On this wet, cold day, César has already muddied every square tile as if playing a game of hopscotch. The sodden leaves and twigs his long coat has gathered, fill in the tiles his paws have missed.

When I give them the minute cups of strong espresso they’ve asked for, after I invited them in, I tell them there was no need for the ceremonial shoe removal: the floor is filthy.

They look at me with a muted incomprehension. This is what workmen, ‘dirty jobs’ workmen, do, when entering a house. It matters not if the floor is already muddied or clean.

And it’s true. Every French workman who has come here has instinctively done the same. They have also not left without clearing and cleaning their workspace.

It is a question of respect. Respect for the client’s space; respect for their own temporary place in it. And pride. For there are few jobs considered beneath the dignity of a French workman…each job has a value and a worth.

We shake hands on meeting and call each other madame/monsieur that gives a strange formal gravity to what is to come.

We are engaged on a contract, which has already been signed and sealed on the acceptance of the ‘devis’ – the estimate of the work.

Unless specifically discussed, agreed, and again, signed for, the bottom line cannot be changed. It’s a great comfort to have a fixed price when funds are tight and worked out to the nth degree.

That same formality of thought and service is evidenced in all areas.

You need to live here, I think, to understand it is not disdainful arrogance at work when you feel slighted.

It is your, forgive me, Anglo disdain of those who, you think, make you feel superior. I have cringed so often at the rudeness, the vulgarity of Britons abroad, in their loud assertions of that superiority.

(I’ve cringed too in the restaurants of London, Edinburgh and even Glasgow. It is often not merely a question of language.)

Here, the waiter/waitress can tell you the ingredients of all you’re eating; the sommelier will almost sing the wine list if he feels you deserve it; the street cleaner in his little car curves and re-curves the corner to pick up the last bit of litter.

The postman/woman have gone through interviews and written tests for the privilege of delivering the mail; the girl at the supermarket till automatically says hello to each customer and goodbye with a wish for a good evening.

Every shop server will do the same. It is only the foreigners who brusquely go straight in and demand what they’re there for.

That will cause you grief in France. It is considered the height of rudeness to ignore the pleasantries in one’s demands and, trust me; you will pay for it in the subsequent, truculent service.

Anyway, back to the three, unshod, large men drinking from their tiny cups at my table.

They are the workers who have finally, finally, arrived to install the field drains around my house and over my ‘parc’ to the ditch beyond via an electric pump.

Large machinery, including a digger, is in place and I fear for the state of my parc when it’s over.

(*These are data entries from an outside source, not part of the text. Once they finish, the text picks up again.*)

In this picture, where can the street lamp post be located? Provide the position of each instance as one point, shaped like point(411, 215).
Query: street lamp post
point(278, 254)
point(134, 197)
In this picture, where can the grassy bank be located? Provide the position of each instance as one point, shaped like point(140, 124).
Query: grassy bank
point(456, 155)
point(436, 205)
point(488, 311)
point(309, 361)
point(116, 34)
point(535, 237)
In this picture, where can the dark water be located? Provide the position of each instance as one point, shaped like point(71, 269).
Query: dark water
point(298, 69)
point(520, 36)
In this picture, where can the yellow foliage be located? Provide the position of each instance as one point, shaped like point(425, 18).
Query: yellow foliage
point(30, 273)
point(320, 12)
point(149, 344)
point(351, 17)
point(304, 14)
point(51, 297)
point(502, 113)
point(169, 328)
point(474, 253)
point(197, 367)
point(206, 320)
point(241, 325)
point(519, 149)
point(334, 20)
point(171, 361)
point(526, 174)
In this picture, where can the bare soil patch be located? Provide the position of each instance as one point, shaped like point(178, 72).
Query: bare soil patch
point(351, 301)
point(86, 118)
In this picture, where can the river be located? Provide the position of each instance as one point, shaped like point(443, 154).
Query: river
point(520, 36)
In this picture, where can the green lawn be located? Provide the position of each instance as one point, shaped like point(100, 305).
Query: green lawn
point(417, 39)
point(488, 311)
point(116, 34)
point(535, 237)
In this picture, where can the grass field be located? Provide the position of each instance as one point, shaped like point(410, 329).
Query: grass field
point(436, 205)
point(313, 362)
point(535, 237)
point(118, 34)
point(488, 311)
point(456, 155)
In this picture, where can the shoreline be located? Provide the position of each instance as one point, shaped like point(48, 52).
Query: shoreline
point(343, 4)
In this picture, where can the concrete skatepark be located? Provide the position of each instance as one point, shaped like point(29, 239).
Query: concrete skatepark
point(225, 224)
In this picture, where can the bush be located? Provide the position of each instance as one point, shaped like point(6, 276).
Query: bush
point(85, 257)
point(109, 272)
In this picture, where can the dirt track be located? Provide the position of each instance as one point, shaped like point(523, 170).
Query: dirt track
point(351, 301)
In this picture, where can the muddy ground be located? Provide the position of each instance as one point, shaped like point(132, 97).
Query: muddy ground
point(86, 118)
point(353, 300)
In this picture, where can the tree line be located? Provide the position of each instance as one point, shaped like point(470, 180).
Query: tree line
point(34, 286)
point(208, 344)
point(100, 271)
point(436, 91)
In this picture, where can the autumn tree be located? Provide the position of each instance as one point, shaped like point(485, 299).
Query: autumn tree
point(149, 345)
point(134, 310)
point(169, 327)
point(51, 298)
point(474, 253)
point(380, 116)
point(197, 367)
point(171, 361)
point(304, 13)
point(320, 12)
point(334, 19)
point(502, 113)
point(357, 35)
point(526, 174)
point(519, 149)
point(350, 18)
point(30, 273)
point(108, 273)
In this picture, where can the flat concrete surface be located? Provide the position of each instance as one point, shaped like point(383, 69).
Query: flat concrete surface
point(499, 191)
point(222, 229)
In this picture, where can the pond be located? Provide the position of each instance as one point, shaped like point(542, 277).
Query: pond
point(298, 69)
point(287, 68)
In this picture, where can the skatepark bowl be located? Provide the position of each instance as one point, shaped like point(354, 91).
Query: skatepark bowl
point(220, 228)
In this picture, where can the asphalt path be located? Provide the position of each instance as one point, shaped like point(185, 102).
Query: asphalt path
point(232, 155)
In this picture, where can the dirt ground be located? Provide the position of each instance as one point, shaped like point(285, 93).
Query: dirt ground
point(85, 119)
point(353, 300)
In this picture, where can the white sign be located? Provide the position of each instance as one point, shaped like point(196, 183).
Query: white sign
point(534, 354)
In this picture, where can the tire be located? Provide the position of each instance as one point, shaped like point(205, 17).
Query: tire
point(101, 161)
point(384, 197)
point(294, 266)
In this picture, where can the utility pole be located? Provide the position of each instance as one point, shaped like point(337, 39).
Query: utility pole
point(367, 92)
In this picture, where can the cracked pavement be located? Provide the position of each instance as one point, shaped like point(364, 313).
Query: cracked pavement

But that has to be better than waiting for the main part of the house to flood and run with water when the storms come.

At mid-day they knock on the door to tell me they’re going for lunch. At 2pm precisely, they return.

I have no problem with that. This is our work/life balance; envied the world over.

Of course, even here in La France Profonde that is changing. Slowly though, I’m happy to say.

The two-hour lunch is no longer sacred; big shops even open through it now and Monday is no longer a closed-door day.

But enough still hold out against the tide of work, work, work, which has swallowed and swallows our lives.

Admittedly I have come to this thought late when I am no longer required, or wish to work, every hour God sends.

No, that’s a lie. I would still work every hour God sends if I physically could.

It’s easy to say that when you loved what you did.

But that doesn’t fit here either, does it? I’ve spoken to many people in France about this work/life business that are like me.

And then I understand they’re not. They want as much a fulfilling life as they want their job. No question of one or the other.

Anyway, outside, another lorry has arrived and is removing the dredged up earth to the original lorry outside the drive.

One side of the house has been dug out the other still to come.

I know nothing. However it seems a new line must be put in for the electric pump where it was not expected to be.

It is an unexpected expense, but not mine, the overseer tells me.

"That’s our problem," he tells me with a smile.